Lame duck


      • discourage someone
        Advise against engaging in a particular activity or task, cautioning that it will not result in any positive outcome or benefit

      • ineffective or powerless
        Describing a person or thing that is unable to achieve their goals or carry out their responsibilities

    Examples of Lame duck

    • The President's term is coming to an end, and as a result, he has become a lame duck. He is no longer in a position to push through significant legislation or make major policy changes.

      In politics, a lame duck is a President or other elected official who has served for a set term but has not yet left office. As the end of their term approaches, their power and influence begin to wane, making it difficult for them to effect significant change. This idiom comes from the image of a duck that is no longer able to fly because it has been injured or its feathers have been plucked, making it easier to catch and prepare for dinner. Used metaphorically, the term "lame duck" suggests that the individual in question has lost some of their effectiveness and is vulnerable to opposition or defeat.

    • The lame duck session of Congress has been characterized by partisan bickering and inaction, as both parties jockey for position ahead of the midterm elections.

      In politics, a lame duck session is a period of time when Congress meets after a Presidential election but before the new President takes office. During this time, lawmakers may try to pass legislation or address important issues, but they must contend with the fact that the President they are working with will soon leave office. This situation can lead to intense political maneuvering, as members of Congress seek to cement their legacies or score points ahead of the next election cycle. The idiom "lame duck session" emphasizes that this is a time of political weakness and uncertainty, when traditional sources of power and influence may be waning.
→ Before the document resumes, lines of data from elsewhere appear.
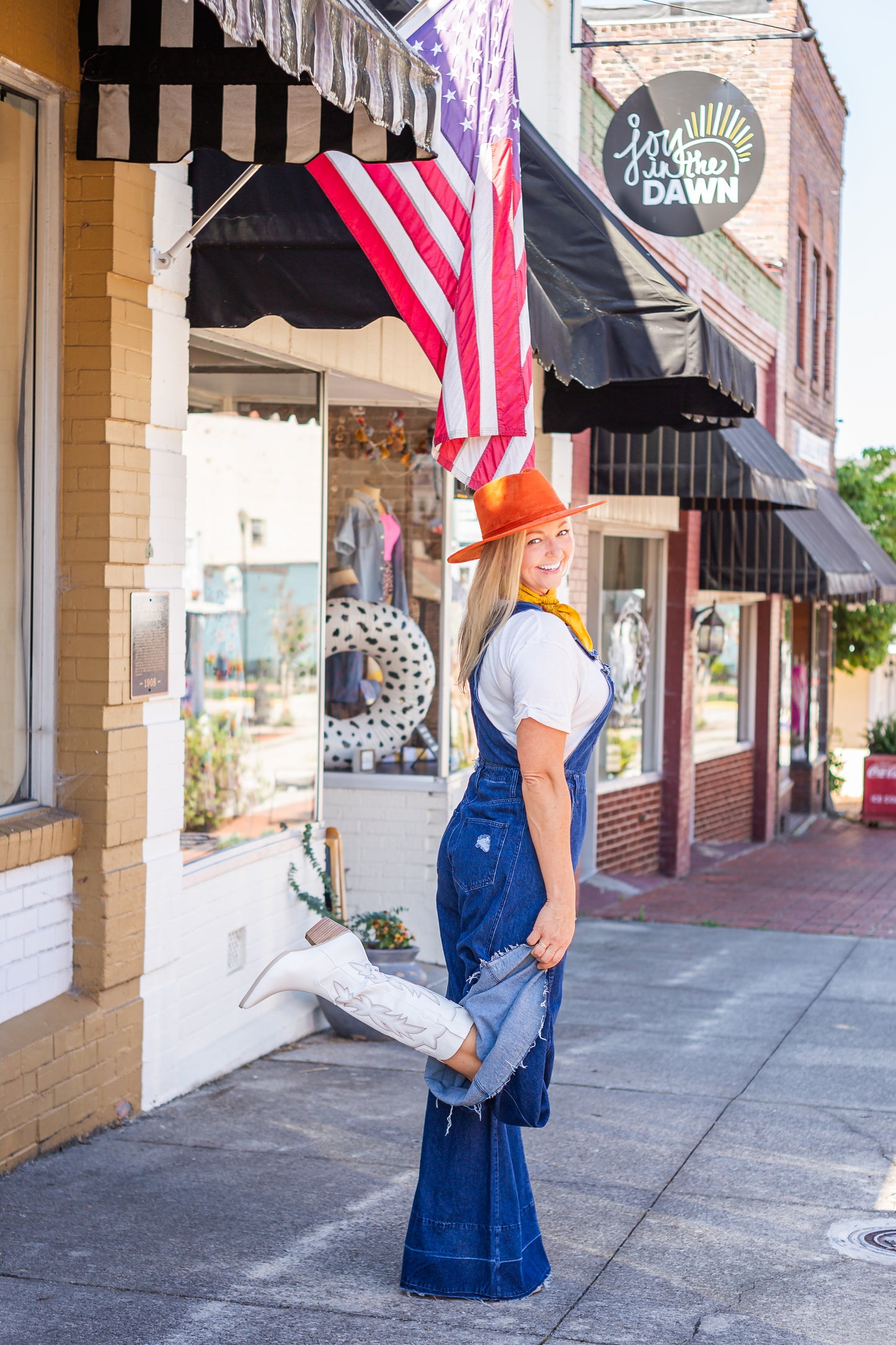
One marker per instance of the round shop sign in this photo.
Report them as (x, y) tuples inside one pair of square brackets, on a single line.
[(684, 154)]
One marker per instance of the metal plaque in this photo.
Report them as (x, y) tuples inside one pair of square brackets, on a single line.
[(149, 631)]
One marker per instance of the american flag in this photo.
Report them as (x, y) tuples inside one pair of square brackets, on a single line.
[(446, 238)]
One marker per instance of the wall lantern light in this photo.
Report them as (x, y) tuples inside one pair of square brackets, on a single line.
[(711, 631)]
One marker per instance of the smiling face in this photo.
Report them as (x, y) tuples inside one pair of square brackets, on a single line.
[(547, 556)]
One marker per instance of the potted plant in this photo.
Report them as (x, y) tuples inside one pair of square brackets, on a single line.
[(879, 794), (388, 942)]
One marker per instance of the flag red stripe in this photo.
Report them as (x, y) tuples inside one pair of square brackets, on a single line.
[(505, 300), (409, 215), (397, 283)]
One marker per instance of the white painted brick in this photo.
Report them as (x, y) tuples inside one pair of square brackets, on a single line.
[(35, 935), (23, 973), (55, 961), (11, 950)]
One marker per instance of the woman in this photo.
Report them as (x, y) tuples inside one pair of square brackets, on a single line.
[(505, 903)]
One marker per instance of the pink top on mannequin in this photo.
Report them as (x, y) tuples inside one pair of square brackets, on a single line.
[(391, 533)]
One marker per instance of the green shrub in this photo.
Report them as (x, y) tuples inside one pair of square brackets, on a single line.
[(375, 929), (214, 751)]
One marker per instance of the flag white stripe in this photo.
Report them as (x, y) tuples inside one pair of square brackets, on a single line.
[(398, 243), (453, 398), (456, 175), (437, 222), (481, 260)]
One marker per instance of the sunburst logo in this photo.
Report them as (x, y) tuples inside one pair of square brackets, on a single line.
[(719, 122), (684, 154)]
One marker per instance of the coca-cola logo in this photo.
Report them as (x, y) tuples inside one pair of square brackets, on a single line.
[(882, 770)]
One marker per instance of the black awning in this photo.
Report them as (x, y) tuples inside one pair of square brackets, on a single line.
[(866, 547), (800, 553), (706, 470), (281, 248), (277, 248), (639, 351)]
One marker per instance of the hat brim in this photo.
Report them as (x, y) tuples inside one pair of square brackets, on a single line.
[(474, 550)]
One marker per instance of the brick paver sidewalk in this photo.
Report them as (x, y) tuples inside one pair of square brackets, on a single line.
[(838, 877)]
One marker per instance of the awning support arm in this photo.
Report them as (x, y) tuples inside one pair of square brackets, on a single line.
[(164, 261)]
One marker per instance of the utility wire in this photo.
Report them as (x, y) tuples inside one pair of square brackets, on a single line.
[(708, 14)]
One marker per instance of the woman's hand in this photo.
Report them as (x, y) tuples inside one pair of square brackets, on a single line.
[(552, 932), (548, 811)]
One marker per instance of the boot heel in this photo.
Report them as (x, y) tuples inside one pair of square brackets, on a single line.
[(324, 931)]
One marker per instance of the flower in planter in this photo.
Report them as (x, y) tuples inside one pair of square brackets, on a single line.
[(375, 929)]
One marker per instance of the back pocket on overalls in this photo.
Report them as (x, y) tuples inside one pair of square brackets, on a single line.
[(474, 852)]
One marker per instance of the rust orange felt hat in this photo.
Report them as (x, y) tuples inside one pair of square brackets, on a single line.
[(513, 505)]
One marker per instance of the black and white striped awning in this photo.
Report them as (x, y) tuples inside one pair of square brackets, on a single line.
[(264, 81)]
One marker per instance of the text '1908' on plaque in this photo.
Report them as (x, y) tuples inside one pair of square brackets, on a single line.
[(148, 645)]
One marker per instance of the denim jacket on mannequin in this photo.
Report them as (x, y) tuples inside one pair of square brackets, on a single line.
[(360, 545)]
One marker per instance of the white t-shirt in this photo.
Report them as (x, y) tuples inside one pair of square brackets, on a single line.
[(535, 669)]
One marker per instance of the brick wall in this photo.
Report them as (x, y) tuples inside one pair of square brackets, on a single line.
[(73, 1063), (717, 251), (35, 935), (629, 830), (724, 798)]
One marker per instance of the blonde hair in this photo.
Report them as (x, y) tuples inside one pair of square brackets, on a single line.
[(490, 602)]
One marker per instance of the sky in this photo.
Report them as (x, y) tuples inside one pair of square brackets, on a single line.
[(859, 38)]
    • The company's CEO has announced that she will be stepping down next year, leaving her successor to grapple with some tough challenges as a lame duck.

      In business, the term "lame duck" can be used to describe a CEO or other high-ranking executive who is nearing the end of their tenure but has not yet left the company. During this time, the individual may be less effective at making important decisions or addressing pressing issues, particularly if they have become distracted by the process of finding a new job or preparing for retirement. The idiom "lame duck" suggests that there may be uncertainty or instability within the company during this period, as the outgoing executive navigates the transition to a new leader while still carrying out their duties.

    • The basketball team's star player has been dealing with some injuries lately, which has left him lame duck for the rest of the season.

      In sports, the term "lame duck" can be used to describe an injured player who is unable to perform at their best level due to a physical ailment. This situation can leave the team in a difficult position, as they may be forced to rely on less experienced or less talented players in the athlete's absence. The idiom "lame duck" highlights the fact that the injured player may be less effective or reliable on the field or court, which can affect the overall performance of the team and their chances of success.

    • After narrowly losing his re-election bid, Senator Smith became a lame duck in the Senate. His powers were greatly reduced, and many of his colleagues stopped listening to his suggestions.

      The phrase "lame duck" is used figuratively to describe a politician who has lost an election but still has some time left in office. During this time, the politician is considered to be less influential and less powerful than they were before the election loss. The term "lame duck" comes from the fact that during duck hunting season, ducks that have already mated and laid their eggs are no longer considered targets and are left alone. In politics, a lame duck is essentially no longer a "target" for support or influence.

    • In the final months of his lame duck tenure, President Johnson pushed through a number of key legislative initiatives, hoping to leave a lasting legacy before leaving office.

      In this example, "lame duck" is being used to describe a president who is near the end of his term and who is no longer actively campaigning for re-election. Presidents in this position may try to pass significant legislation during their remaining time in office, as they are more aware of the limited time they have left to make an impact.

    • The congressman's bill was passed easily, thanks in part to the support of the lame duck Speaker of the House, who hoped to burnish his legacy before leaving office.

      In this example, "lame duck" is being used to describe the Speaker of the House, who is nearing the end of his term and will soon be replaced by a new Speaker. The idea is that this Speaker, who is about to leave office, may be more willing to support legislation that he previously would have opposed, in order to leave a positive legacy behind.

    • The governor's leadership ability was called into question after he was soundly defeated in his re-election bid, leaving him as a lame duck in his final months in office.

      In this example, "lame duck" is being used to describe the governor's diminished power and authority in the aftermath of his re-election defeat. The term "lame duck" connotes a sense of weakness and lack of influence, and in this case, it is being used to describe a politician who has lost the support of the electorate and who will soon be replaced.


    The idiom "lame duck" can be used to caution someone against a certain action or to describe someone or something as ineffective or powerless.

    Origin of "Lame duck"

    The origin of the idiom "lame duck" dates back to the 18th century, where it was originally used to describe a stockbroker who defaulted on his debts. In the context of politics, the term was first used in the 19th century to refer to a politician who was nearing the end of their term and therefore unable to exert much influence. Over time, the term evolved to describe any person or thing that is unable to fulfill their obligations or achieve their goals. The use of "lame" to describe something as feeble or ineffective has roots in Old English, making the idiom's origin quite literal.